Introducing Donald Judd at MoMA

In 1994, the world of art became a bit smaller. Donald Judd, the founder of minimalism (although he never believed in labels), unfortunately died due to non-Hodgkin’s lymphoma in Manhattan. What he left behind is truly remarkable. His work is still relevant while he continues to be one of the greatest that ever existed.

Donald Judd was born in Excelsior Springs, in Missouri, on June 3 in 1928. He served in the army and during the late 1940s, slowly made his first steps towards the field of painting. He first began his career as an engineer but then continue to Columbia University to earn his degree in Philosophy. At the same time, he attended classes at the Art Students League of New York and worked as an art criticist from 1959 to 1969.

His first exhibition in New York at the Pandoras Gallery was full of expressionistic abstract paintings. From expressionism, Judd slowly moved to sculpture. Metals, plywood, and concrete were his essential equipment. His work was characterised as simple and minimalistic. While he moved into sculpture, we can see that painting influenced his work on a large scale. He is the artist that did not restrict himself, challenged himself through his work, and tirelessly worked. His work started fascinating more and more people and Judd was shaping the art scenery forever. Apart from sculpture, he moved into furniture and architecture. His work has been included in more than 200 solo museum and gallery exhibitions worldwide.

The “boxy objects” as he called them, transformed the identity of the Western aesthetic experience. He could foresee the change, the future. He insisted on watching every single artwork not as it is but always in the relation of the environment that it was incorporating. His radical ideas shaped not only art but also the field of architecture and design.
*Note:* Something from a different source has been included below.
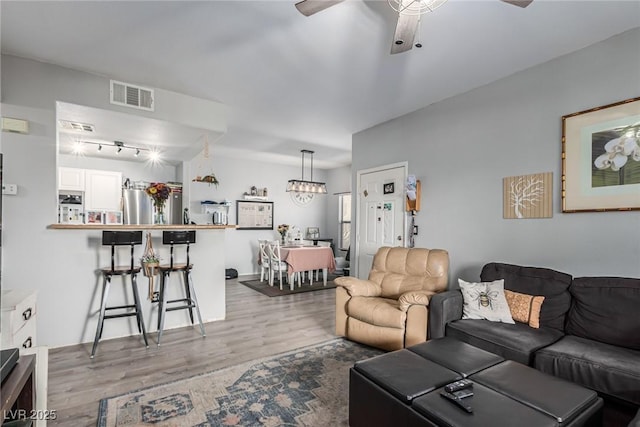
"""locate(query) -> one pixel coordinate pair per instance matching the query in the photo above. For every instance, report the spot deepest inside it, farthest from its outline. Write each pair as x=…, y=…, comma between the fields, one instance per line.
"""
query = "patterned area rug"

In 1964, with his essay “Specific objects” published in Art yearbook 2008, he introduced the new image of an artwork where there is a continuous investigation in the real three dimensions space, using everyday materials and a great interest on shapes. After this article, he started looking for people in sheet metal fabrication that could further help him on the making of artworks. That was a great introduction to art as back then, artists were doing the art on their own, without assistants. Donald Judd was truly a pioneer!

Courtesy Museum Of Modern Art, New York. © Judd Foundation/Artists Rights Society (Ars), New York.

 

Scott Lynch, https://gothamist.com/staff/scott-lynch

After numerous exhibitions, ideas, and texts, in April 2019, it was announced that MoMA is going to be doing a solo exhibition for the remembrance of the artist.

While MoMa, has been representing the artist and his work for a long time now, an actual exhibition on his lifetime work was something everyone could not wait for. The artist could now be seen through the eyes of his artworks. From a live exhibition, Judd moved into a Virtual Exhibition because of the pandemic. This did not stop MoMa and maybe the exhibition brings a different aesthetic when done virtually. In that way, everyone worldwide can admire and check the work of this great artist. Although this appeared as a disappointment for many, I feel that Judd is still a momentous virtual experience that cannot be missed.